The plugin is driven by LitestarAuthConfig (import from litestar_auth or litestar_auth.plugin). This page lists all fields grouped by concern. Generated detail lives in the Plugin API (mkdocstrings).

ORM models and the SQLAlchemy adapter are imported from their own modules — the root package does not re-export them:

from litestar_auth import DatabaseTokenAuthConfig, LitestarAuth, LitestarAuthConfig
from litestar_auth.models import User  # or your own model
from litestar_auth.db.sqlalchemy import SQLAlchemyUserDatabase

Canonical opaque DB-token preset

Use DatabaseTokenAuthConfig plus LitestarAuthConfig.with_database_token_auth() for the common bearer + database-token flow. This is the documented entrypoint for opaque DB tokens; it builds the AuthenticationBackend, BearerTransport, and DatabaseTokenStrategy for you.

from uuid import UUID

from litestar import Litestar

from litestar_auth import DatabaseTokenAuthConfig, LitestarAuth, LitestarAuthConfig
from litestar_auth.models import User

config = LitestarAuthConfig[User, UUID].with_database_token_auth(
    database_token_auth=DatabaseTokenAuthConfig(
        token_hash_secret="replace-with-32+-char-db-token-secret",
    ),
    user_model=User,
    user_manager_class=UserManager,
    session_maker=session_maker,
    user_manager_kwargs={
        "verification_token_secret": "replace-with-32+-char-secret",
        "reset_password_token_secret": "replace-with-32+-char-secret",
    },
)
app = Litestar(plugins=[LitestarAuth(config)])

Here, session_maker means a callable session factory the plugin can invoke as session_maker() to obtain the request-local AsyncSession. async_sessionmaker(...) is the most common implementation, but any factory with that runtime contract is supported.

If you previously hand-assembled AuthenticationBackend(..., transport=BearerTransport(), strategy=DatabaseTokenStrategy(...)), migrate that setup to the preset above.
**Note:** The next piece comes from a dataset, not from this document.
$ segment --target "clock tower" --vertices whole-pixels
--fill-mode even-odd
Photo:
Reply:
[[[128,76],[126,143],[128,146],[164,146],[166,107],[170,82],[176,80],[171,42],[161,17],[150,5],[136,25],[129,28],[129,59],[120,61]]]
Keep manual backends= assembly only when you need multiple backends, custom token models, or another non-canonical transport/strategy mix.

Custom SQLAlchemy User and token models

LitestarAuthConfig.user_model must satisfy UserProtocol (see Types): at minimum the fields and behaviors your chosen BaseUserManager and strategies use (id, email, hashed_password, is_active, is_verified, is_superuser, totp_secret as applicable).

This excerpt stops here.